We will continue to see additional documents released by Snowden that will unveil further cyber surveillance both domestic and foreign. Evidence that the U.S. is not the only country involved in these types of surveillance activities will also become widely available. These allegations will hurt U.S. businesses as international organizations seek more secure services free from snooping governments.
Journalists are deploying SecureDrop en mass, from Forbes, New Yorker, Wired with additional publications to follow. Within the next year every major publication will have a method to receive whistleblower and insider documents that protect whistleblowers’ identity, reducing the risk for future Snowdens and Mannings. As a result we will begin to see more and broader leaks worldwide. Journalism will in turn become a more dangerous job and will require reporters working with sensitive data to be up to speed on security and privacy best practices.”
Tim Erlin, director of IT risk and security strategy:
With the proliferation of the ‘measured self’ movement, including more and more personal data collection, there’s no doubt that at least one of these treasure troves of personal data will be breached in the coming year. That breach may come in the form of a direct data theft, or more likely in the form of a meta-data privacy compromise where some enterprising individual figures out a way to combine public or semi-public data with disturbing results.

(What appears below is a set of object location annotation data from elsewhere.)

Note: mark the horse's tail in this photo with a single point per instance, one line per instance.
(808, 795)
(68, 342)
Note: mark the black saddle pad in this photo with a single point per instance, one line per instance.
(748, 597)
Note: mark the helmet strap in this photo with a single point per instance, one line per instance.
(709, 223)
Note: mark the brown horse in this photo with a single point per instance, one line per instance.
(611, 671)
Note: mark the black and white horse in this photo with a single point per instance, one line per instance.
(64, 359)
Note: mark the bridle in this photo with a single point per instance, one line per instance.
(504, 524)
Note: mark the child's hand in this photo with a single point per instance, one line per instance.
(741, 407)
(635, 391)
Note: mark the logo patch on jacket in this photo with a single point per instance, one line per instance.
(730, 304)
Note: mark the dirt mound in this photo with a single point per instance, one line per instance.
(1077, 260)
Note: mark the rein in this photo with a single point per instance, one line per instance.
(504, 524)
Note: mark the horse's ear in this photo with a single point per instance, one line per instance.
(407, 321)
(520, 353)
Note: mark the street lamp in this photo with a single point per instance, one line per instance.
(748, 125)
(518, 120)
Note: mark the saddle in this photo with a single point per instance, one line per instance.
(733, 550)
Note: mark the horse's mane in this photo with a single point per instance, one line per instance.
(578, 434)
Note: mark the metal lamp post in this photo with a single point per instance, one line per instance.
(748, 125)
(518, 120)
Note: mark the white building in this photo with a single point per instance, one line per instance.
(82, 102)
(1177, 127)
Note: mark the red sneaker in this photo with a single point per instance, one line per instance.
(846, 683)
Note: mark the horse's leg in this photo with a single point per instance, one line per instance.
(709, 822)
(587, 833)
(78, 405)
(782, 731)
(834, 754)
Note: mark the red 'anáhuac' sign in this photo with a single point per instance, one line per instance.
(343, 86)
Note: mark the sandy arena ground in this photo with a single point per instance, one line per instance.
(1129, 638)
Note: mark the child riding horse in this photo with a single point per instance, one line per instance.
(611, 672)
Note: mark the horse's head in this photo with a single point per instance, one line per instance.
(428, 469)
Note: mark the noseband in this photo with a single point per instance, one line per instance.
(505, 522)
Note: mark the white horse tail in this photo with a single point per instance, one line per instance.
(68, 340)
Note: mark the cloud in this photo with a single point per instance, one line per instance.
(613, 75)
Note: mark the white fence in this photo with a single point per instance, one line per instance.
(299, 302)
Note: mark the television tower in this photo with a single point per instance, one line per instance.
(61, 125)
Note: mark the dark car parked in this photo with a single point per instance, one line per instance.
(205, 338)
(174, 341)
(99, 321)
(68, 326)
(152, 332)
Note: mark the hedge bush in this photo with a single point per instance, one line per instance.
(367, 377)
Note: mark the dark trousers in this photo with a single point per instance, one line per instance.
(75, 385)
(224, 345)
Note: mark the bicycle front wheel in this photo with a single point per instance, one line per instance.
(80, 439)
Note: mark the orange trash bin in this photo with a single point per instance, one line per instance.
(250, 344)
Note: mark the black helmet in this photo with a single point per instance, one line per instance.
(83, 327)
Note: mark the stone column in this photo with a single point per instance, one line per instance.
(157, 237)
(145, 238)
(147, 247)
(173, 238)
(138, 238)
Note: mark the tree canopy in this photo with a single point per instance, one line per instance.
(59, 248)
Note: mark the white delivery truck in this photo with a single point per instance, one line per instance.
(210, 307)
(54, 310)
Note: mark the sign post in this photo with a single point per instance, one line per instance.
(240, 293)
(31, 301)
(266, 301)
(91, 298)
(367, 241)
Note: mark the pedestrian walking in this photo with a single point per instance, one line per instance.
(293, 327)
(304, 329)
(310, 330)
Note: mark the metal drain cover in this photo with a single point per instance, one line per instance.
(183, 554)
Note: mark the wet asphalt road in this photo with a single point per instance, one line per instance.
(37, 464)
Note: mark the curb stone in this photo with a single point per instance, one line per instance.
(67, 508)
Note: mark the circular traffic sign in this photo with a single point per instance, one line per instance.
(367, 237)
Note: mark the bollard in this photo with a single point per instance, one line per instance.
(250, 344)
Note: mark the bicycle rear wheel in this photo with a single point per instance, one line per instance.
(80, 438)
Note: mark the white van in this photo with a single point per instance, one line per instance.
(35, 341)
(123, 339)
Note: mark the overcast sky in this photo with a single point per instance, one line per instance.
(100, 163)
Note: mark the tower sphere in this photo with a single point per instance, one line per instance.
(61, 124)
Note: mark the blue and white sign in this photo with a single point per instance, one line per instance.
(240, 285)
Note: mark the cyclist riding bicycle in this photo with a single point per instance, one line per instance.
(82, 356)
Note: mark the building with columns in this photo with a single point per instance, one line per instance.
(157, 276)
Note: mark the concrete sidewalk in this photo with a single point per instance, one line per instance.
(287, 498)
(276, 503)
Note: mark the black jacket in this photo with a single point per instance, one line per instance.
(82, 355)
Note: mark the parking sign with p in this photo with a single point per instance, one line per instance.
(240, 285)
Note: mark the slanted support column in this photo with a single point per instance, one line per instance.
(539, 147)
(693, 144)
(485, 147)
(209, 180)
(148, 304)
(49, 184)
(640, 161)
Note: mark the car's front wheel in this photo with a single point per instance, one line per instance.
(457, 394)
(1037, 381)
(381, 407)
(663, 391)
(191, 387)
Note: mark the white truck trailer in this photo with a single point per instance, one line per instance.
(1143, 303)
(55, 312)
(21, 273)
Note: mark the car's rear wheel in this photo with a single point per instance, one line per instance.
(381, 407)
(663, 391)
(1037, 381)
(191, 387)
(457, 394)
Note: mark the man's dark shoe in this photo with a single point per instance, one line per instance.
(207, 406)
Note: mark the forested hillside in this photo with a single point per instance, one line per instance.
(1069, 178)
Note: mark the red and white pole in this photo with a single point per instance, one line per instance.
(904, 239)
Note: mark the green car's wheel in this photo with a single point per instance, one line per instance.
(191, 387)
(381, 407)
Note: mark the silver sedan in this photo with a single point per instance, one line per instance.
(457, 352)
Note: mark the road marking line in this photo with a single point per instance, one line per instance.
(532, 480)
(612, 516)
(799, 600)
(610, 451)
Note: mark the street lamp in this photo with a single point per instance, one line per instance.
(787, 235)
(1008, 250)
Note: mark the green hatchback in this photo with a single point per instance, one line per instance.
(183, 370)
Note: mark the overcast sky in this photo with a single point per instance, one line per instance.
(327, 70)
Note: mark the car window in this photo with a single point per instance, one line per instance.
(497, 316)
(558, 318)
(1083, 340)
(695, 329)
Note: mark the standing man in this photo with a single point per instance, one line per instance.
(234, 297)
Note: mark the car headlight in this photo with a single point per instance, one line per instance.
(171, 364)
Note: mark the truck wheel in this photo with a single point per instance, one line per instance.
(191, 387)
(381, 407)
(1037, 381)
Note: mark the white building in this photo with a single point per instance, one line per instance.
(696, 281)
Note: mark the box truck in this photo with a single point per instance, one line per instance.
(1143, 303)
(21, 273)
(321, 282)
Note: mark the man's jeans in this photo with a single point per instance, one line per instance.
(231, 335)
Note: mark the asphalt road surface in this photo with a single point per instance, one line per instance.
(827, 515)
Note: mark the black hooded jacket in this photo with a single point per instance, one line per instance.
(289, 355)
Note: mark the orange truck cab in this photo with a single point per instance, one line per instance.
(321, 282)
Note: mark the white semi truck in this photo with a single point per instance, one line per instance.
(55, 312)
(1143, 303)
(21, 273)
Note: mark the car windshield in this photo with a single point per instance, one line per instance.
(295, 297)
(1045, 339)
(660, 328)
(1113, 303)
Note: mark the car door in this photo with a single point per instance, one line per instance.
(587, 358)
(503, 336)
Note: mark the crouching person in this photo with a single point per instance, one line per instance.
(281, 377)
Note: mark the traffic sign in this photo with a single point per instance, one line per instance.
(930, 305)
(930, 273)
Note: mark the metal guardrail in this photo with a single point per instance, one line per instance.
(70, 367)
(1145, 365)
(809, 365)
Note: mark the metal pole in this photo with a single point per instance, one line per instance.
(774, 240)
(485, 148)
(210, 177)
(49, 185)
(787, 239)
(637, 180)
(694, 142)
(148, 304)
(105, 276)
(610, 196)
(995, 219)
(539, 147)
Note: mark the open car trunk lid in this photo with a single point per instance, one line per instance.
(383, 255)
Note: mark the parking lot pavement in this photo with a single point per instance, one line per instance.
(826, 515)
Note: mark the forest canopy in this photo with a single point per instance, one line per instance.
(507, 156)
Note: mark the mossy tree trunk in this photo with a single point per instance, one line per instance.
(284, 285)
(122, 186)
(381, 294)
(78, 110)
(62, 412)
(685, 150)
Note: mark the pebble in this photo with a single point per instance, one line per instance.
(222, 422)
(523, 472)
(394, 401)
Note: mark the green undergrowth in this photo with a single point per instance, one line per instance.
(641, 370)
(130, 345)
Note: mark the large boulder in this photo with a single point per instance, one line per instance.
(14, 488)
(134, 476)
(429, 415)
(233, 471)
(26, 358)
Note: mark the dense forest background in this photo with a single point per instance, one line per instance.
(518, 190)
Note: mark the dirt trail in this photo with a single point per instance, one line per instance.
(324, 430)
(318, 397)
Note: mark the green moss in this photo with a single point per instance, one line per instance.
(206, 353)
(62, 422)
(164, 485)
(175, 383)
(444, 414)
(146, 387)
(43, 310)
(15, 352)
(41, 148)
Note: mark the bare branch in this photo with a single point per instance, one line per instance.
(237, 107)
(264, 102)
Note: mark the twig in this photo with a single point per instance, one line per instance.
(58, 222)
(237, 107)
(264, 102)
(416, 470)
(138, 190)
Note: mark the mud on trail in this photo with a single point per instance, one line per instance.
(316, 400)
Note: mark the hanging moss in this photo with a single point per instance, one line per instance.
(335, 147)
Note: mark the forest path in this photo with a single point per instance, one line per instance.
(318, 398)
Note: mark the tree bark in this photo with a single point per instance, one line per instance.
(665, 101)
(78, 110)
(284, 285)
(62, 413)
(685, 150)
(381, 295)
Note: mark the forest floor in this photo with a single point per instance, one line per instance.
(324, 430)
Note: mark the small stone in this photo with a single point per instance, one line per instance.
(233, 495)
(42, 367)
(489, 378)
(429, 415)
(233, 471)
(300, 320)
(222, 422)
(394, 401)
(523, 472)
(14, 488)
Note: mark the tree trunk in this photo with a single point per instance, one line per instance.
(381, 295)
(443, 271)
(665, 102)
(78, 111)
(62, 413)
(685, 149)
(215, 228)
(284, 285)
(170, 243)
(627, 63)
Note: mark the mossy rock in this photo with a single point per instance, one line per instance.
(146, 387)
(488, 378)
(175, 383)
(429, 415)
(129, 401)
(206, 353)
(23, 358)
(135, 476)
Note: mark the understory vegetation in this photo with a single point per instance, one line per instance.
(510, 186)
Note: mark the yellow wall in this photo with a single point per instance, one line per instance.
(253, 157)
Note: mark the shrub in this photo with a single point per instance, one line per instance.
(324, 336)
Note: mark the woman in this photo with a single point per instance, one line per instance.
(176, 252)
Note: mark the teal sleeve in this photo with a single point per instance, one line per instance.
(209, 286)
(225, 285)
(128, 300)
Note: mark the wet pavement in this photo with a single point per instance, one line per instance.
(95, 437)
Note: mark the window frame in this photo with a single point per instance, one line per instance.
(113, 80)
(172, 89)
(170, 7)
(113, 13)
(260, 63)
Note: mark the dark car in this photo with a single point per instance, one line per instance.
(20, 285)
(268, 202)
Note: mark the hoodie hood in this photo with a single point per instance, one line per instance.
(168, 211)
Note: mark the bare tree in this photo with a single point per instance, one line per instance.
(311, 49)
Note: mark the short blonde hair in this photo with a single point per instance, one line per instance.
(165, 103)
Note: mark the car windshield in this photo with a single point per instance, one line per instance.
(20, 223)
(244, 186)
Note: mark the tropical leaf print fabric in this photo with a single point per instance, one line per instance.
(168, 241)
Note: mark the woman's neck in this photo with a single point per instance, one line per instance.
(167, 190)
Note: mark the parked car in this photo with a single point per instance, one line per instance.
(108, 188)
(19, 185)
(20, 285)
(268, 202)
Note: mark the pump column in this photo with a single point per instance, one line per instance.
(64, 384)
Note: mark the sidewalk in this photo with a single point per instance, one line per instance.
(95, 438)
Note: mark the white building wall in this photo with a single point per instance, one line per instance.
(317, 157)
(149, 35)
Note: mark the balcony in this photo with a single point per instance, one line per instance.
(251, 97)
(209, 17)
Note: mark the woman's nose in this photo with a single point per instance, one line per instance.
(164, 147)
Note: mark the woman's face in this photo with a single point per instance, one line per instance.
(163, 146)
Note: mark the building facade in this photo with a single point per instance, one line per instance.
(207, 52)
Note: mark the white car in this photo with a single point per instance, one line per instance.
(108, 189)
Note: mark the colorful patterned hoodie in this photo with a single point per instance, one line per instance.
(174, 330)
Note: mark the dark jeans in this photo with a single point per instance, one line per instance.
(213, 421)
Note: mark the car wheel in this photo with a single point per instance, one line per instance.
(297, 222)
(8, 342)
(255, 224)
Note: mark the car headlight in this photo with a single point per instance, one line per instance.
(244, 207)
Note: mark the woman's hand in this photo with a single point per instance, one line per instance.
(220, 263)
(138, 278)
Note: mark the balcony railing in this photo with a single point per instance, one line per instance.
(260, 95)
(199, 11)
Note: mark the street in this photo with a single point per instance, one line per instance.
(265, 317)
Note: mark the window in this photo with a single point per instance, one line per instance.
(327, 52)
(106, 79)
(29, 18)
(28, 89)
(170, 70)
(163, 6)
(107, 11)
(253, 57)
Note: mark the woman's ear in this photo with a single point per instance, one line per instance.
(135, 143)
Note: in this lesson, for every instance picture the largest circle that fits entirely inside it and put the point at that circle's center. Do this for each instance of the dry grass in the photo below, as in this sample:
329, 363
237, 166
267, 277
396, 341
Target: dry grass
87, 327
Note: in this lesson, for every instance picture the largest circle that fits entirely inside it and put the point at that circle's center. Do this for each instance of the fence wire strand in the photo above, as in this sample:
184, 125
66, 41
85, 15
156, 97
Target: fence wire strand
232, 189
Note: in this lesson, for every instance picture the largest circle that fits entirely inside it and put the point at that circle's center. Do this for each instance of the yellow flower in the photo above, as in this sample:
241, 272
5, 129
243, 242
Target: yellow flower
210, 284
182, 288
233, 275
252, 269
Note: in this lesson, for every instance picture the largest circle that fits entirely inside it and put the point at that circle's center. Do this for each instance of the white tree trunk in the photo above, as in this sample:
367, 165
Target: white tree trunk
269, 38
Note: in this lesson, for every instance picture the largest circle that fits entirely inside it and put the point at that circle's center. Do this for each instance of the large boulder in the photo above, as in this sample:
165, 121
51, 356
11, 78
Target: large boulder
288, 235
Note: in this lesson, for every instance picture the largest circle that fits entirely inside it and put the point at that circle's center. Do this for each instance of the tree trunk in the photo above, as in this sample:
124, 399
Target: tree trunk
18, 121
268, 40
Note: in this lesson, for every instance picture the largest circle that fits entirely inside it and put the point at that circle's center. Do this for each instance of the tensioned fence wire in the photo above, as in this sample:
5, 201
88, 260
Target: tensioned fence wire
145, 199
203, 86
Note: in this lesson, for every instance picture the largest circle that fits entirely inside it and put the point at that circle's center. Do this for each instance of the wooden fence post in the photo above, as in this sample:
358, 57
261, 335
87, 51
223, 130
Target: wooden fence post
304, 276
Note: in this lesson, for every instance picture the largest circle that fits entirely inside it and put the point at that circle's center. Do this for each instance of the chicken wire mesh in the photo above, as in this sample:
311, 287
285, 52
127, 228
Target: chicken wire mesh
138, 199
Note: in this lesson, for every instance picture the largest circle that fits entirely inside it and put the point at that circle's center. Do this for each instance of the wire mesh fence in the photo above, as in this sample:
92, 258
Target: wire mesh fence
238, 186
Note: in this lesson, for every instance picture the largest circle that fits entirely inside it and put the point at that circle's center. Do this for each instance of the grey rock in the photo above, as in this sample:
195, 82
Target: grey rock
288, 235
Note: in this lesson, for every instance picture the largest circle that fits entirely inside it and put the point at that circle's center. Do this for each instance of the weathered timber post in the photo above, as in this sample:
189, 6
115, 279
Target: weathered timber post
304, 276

Edward Snowden may be the individual to thank for the growth in non-use cloud providers. The information about how the NSA has been collecting data, whether entirely accurate or not, will drive adoption of providers outside the United States. In fact, this has already started with Swisscom: http://www.techweekeurope.co.uk/news/swisscom-pitches-privacy-swiss-cloud-130885
What do you get when you combine a large collection of personally identifiable information and a brand new, government implemented platform for managing it? A big target, that’s what. While we debate whether the ACA has created a health care revolution, there’s little doubt it’s created a shiny new target for hackers and accidental leaks. It’s likely that 2014 will see a significant breach of privacy or theft of data from state health care exchanges.
Embedded devices are everywhere, and we instinctively believe that because they’re contained inside a tidy little box, they’re more secure. The fact is, they aren’t, and researchers have been spending the latter half of 2013 demonstrating that fact. These devices won’t be updated quickly, and consumers will lag behind in applying those updates, creating a growing target surface for compromise in 2014.